Capitolo 13: “Con ogni mezzo possibile”

Capitolo 13

Con ogni mezzo possibile

accampamento di tepee

Nell’autunno del 1853 Augusta Dorius viveva a Salt Lake City da circa un anno. La città era molto più piccola di Copenaghen. Gli edifici erano per lo più costituiti da case di tronchi o da strutture di mattoni di un piano o due. Oltre alla grande Council House, dove si tenevano molte riunioni civiche e della Chiesa, i santi avevano costruito un ufficio e un recinto del bestiame per la raccolta delle decime e una sala in cui si tenevano balli, rappresentazioni teatrali e altri eventi della comunità. Nel vicino isolato del tempio c’erano diverse officine che servivano per la costruzione del tempio e un nuovo tabernacolo di mattoni con una capienza di quasi tremila persone.1

Come tante altre giovani donne immigrate nella valle, Augusta lavorava presso una famiglia. Vivere e lavorare con queste persone la aiutò a imparare velocemente l’inglese. Tuttavia, le mancavano la Danimarca e la sua famiglia.2 Suo fratello Johan era stato rilasciato dalla prigione in Norvegia e ora lui e Carl stavano predicando il Vangelo in Danimarca e in Norvegia, a volte come colleghi. Anche suo padre predicava in tutta la Danimarca, quando non si occupava delle tre sorelle più giovani di Augusta. La madre di Augusta viveva a Copenaghen e continuava a non essere interessata alla Chiesa.3

A fine settembre, Augusta gioì quando a Salt Lake City arrivò una compagnia di più di duecento santi danesi. Anche se la sua famiglia non era tra loro, l’arrivo di altri danesi aiutò Augusta a sentirsi maggiormente a casa nello Utah.
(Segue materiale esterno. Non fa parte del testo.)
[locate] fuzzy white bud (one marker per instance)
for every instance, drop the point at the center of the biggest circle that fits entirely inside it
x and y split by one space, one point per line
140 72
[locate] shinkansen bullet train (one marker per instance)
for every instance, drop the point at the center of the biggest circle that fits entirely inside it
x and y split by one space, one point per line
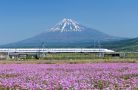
56 50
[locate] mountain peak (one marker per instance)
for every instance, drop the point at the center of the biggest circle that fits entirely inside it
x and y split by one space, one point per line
67 25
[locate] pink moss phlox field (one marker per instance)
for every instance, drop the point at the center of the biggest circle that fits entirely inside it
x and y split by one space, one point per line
96 76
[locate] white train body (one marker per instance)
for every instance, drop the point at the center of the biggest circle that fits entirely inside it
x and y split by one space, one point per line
57 50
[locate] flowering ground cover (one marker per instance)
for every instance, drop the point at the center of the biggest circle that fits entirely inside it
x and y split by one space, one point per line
95 76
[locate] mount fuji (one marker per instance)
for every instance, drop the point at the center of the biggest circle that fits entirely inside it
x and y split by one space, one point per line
67 33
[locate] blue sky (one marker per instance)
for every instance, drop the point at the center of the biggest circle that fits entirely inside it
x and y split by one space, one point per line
21 19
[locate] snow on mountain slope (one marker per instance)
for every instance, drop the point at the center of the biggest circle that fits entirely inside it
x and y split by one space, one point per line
67 32
67 25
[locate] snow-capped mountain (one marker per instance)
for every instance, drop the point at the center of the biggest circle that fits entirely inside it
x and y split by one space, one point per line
65 33
67 25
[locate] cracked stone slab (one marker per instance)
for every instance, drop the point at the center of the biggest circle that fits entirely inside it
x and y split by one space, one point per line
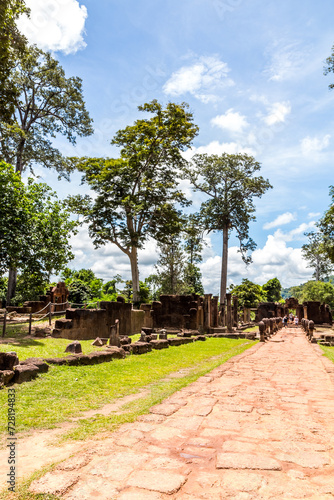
246 461
157 480
54 483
Tuttavia, subito dopo l’arrivo della compagnia, Brigham Young chiamò i danesi appena arrivati a partecipare alla colonizzazione di un’altra parte del territorio.4

Da quando erano arrivati tra le Montagne Rocciose, i santi avevano stabilito degli insediamenti oltre la Valle del Lago Salato, come Ogden a nord e Provo a sud. Tra queste città, e anche più lontano, ne erano sorte altre. Brigham aveva anche mandato delle famiglie nel sud dello Utah a costruire un’acciaieria per fabbricare prodotti in ferro e per rendere il territorio più autosufficiente.5

Brigham mandò i danesi a rafforzare gli insediamenti nella Valle di Sanpete, situata a circa centocinquanta chilometri a sud-est di Salt Lake City.6 I primi coloni erano arrivati a Sanpete nell’autunno del 1849 su invito di Walkara, un potente capo Ute che aveva ricevuto il battesimo la primavera seguente.7 Circa in quel periodo, però, erano sorti dei problemi quando tre coloni nella vicina Valle dello Utah avevano ucciso un Ute chiamato Old Bishop durante una lite per una camicia.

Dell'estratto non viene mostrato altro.